La secesión de la provincia serbia de Kosovo, para constituir un nuevo Estado en los Balcanes, constituye el último avatar del ciclo de violencia que culminó en 1999 con la intervención de la OTAN para proteger a los kosovares de la vesania represiva de Slobodam Milosevic, seguida por un protectorado de la ONU. Los festejos de Pristina también clausuran el largo y sangriento proceso poscomunista abierto en 1991 para la destrucción de Yugoslavia. En Belgrado, moderados y europeístas consideran que la amputación de un territorio que es la cuna de su nación constituye un castigo colectivo y, por tanto, injusto, sombrío legado del difunto Milosevic y el odio étnico.

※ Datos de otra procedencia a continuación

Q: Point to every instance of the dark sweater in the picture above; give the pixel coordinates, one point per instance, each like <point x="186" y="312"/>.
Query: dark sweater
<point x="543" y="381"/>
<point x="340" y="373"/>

A la inversa de lo ocurrido con la guerra de Irak, las potencias europeas asumen una pesada carga y una grave responsabilidad al seguir la iniciativa de Bush para apadrinar la secesión de Kosovo, a sabiendas de que, sin resolución de la ONU, no hay base legal para cercenar la integridad de Serbia, un bien tan relevante como la autodeterminación que invocan los kosovares. Por eso Rusia denuncia el acto "ilegal e inmoral", que "socava los cimientos de la seguridad europea". Bruselas espera que la ONU gestione la ambigüedad y facilite el despliegue de la misión europea que presidirá una transición de 120 días para evitar que el nuevo Estado caiga en poder de la red criminal y mafias del narcotráfico.